8 DAKİKA 46 SANİYE DİZ ÇÖKMEK
George Floyd’un öldürülmesini akabinde global protestolara direkt karşılık olarak Turner Contemporary’de düzenlenen başka stant ise People Dem Collective’in imzasını taşıyor. Margate’i de kapsayan Thanet bölgesinde People Dem Collective tarafından düzenlenen ve 4000’den fazla kişinin katıldığı ırkçılık aksisi yürüyüşler yapılmıştı. Bu protestolarda taşınan sloganların yer aldığı karton pankartlar, bezler üzerine yazılmış bildirilerin tavandan sarkıtılmasıyla oluşturulmuş. Ziyaretçiler, yürüyüşlerin sinemasını izlerken George Floyd’un polis tarafından öldürüldüğü müddet olan 8 dakika 46 saniye boyunca diz çökmeye davet ediliyorlar. En etkileyici olan ise İngiltere Pak Değil başlığında tarihten bu yana ırkçı taarruzlara maruz kalanların isimlerinin yer aldığı yerlere kadar uzanan bir liste.
Bu müzedeki üç standın de odağı ırkçılık ve sınıf çatışmaları. Bir polis tarafından işlenen ırkçı George Floyd cinayetinin akabinde yapılan protestolardan evvel başlayan stantlar yaşanan sarsıcı trajedilerle örtüşüyor.
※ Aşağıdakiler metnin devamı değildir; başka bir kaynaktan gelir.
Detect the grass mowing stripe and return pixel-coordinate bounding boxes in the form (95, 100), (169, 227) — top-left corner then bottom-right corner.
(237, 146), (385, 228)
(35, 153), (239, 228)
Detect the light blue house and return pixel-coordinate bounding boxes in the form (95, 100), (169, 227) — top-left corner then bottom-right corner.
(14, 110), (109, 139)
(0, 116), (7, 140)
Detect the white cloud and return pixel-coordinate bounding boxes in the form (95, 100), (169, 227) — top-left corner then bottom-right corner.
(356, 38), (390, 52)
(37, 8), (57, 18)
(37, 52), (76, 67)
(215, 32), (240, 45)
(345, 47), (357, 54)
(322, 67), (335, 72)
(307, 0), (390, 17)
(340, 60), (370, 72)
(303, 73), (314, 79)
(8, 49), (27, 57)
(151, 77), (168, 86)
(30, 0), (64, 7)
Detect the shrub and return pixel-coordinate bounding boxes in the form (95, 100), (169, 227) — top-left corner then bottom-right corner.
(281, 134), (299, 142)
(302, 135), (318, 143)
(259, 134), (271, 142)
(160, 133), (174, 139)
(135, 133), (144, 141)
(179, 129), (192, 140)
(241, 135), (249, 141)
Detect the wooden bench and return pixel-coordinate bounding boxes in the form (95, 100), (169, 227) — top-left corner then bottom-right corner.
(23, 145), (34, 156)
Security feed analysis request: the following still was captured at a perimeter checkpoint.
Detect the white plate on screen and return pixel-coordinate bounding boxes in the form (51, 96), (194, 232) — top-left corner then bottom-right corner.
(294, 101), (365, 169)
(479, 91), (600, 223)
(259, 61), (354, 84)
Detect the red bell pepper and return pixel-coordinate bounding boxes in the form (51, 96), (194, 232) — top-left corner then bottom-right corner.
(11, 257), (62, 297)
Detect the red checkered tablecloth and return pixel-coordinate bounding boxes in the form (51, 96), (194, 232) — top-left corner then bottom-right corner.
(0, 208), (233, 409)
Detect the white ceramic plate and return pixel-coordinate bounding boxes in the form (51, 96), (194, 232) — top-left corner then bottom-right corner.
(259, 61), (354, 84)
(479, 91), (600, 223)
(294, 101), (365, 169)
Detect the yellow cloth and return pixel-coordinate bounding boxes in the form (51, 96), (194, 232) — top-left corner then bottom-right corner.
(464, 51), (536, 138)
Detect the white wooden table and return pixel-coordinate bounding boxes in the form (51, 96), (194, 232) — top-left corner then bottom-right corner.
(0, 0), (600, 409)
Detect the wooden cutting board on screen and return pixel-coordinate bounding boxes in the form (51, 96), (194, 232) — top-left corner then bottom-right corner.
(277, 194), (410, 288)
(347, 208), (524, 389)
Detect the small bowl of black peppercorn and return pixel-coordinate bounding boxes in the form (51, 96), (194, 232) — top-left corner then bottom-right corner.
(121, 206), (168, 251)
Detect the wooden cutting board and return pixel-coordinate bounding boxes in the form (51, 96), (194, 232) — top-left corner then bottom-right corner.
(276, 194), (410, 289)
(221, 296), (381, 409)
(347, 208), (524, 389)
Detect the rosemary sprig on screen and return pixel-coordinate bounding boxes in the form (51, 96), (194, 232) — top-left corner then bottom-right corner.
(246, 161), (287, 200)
Akabinde spontane bir tepkiyle oluşturulan kollektif stantla övünme hakkını öngörüyor Bonnie Greer: “Biz atalarımızın en çılgın rüyalarıyız. Bizi hayal bile edemezlerdi lakin burada olabilmemiz için bize inandılar.”
Toplumsal travmaların sanatla dışavurularak iyileştirilmesi de dönüşümün bir kesimi değil mi?